Unnamed: 0,longitude,latitude,housing_median_age,total_rooms,total_bedrooms,population,households,median_income,median_house_value
0,-114.31,34.19,15.0,5612.0,1283.0,1015.0,472.0,1.4936,66900.0
1,-114.47,34.4,19.0,7650.0,1901.0,1129.0,463.0,1.82,80100.0
2,-114.56,33.69,17.0,720.0,174.0,333.0,117.0,1.6509,85700.0
3,-114.57,33.64,14.0,1501.0,337.0,515.0,226.0,3.1917,73400.0
4,-114.57,33.57,20.0,1454.0,326.0,624.0,262.0,1.925,65500.0


- All columns are in numerical $\rightarrow$ easier to load, no transformation is needed.

### **1.1 Loading the CSV data in pytorch**

In [24]:
class HousingDataset(Dataset):
  def __init__(self, csv_path):
    df = pd.read_csv(csv_path)
    self.X = torch.tensor(df.iloc[:, :-1].values, dtype = torch.float16)
    self.y = torch.tensor(df.iloc[:, -1].values, dtype = torch.float32)

  def __len__(self):
    return len(self.X)

  def __getitem__(self, idx):
    return self.X[idx], self.y[idx]

In [25]:
dataset = HousingDataset(csv_path)
dataloader = DataLoader(dataset, batch_size= 4, shuffle=True)

next(iter(dataloader))

[tensor([[-122.2500,   37.7812,   52.0000, 1704.0000,  371.0000,  663.0000,
           340.0000,    4.2266],
         [-121.8125,   38.0000,   47.0000, 1265.0000,  254.0000,  587.0000,
           247.0000,    2.6367],
         [-122.2500,   37.8750,   52.0000, 2256.0000,  410.0000,  823.0000,
           377.0000,    5.7969],
         [-120.7500,   38.5625,    8.0000,  892.0000,  185.0000,  427.0000,
           164.0000,    2.6836]], dtype=torch.float16),
 tensor([275000.,  93500., 415300., 118800.])]
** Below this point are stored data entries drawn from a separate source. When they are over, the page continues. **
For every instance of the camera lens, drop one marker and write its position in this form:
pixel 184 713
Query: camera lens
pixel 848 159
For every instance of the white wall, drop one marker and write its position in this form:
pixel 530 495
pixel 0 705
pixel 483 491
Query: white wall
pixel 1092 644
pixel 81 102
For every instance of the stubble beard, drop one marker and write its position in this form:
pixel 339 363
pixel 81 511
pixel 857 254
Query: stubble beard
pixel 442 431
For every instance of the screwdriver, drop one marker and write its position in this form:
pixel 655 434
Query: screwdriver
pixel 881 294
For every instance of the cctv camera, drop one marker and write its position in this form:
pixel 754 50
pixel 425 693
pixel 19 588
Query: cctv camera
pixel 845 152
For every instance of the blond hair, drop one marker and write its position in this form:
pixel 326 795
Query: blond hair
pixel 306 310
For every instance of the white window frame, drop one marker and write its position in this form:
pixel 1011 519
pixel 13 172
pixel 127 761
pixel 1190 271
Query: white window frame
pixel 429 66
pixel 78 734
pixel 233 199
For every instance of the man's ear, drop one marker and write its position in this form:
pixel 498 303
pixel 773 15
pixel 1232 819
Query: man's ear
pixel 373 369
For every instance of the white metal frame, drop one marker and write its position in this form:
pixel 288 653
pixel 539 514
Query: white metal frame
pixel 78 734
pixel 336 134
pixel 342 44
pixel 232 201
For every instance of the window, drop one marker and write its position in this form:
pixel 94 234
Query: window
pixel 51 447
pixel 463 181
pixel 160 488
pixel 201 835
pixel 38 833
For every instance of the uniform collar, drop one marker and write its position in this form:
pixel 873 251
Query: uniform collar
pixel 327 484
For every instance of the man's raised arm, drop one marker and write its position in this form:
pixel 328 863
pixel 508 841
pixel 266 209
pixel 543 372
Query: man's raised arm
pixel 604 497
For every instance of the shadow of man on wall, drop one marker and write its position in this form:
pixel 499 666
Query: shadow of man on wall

### **1.1.1 Scaling the data with loading**

In [26]:
from sklearn.preprocessing import StandardScaler, MinMaxScaler

In [45]:
class HousingDataset2(Dataset):
  def __init__(self, csv_path, scaler):
    df = pd.read_csv(csv_path)
    df = pd.read_csv(csv_path)
    self.X = df.iloc[:, :-1].values
    self.y = df.iloc[:, -1].values

    if scaler:
      self.X = scaler.fit_transform(self.X)

    self.X = torch.tensor(self.X, dtype=torch.float32)
    self.y = torch.tensor(self.y, dtype=torch.float32) #float16 here will give inf. why ? because number are big to be represented as 16 bit floaat

  def __len__(self):
    return len(self.X)

  def __getitem__(self, idx):
    return self.X[idx], self.y[idx]

In [46]:
# scaler = StandardScaler()
scaler = MinMaxScaler()
dataset = HousingDataset2(csv_path, scaler)
dataloader = DataLoader(dataset, batch_size= 4, shuffle=True)

next(iter(dataloader))

[tensor([[0.7012, 0.1923, 0.1569, 0.0633, 0.0604, 0.0300, 0.0589, 0.3117],
         [0.1594, 0.6334, 0.2941, 0.1106, 0.0989, 0.0479, 0.1010, 0.3413],
         [0.1912, 0.5409, 0.6471, 0.1089, 0.1065, 0.0603, 0.1219, 0.3085],
         [0.7311, 0.0329, 0.4314, 0.0683, 0.0641, 0.0392, 0.0707, 0.3442]]),
 tensor([151900., 252100., 342300., 151400.], dtype=torch.float64)]

**Note:** Do all the dataframe operations inside $\text{__init__}$ method or and if it is heavy processing consder doing it outside the class.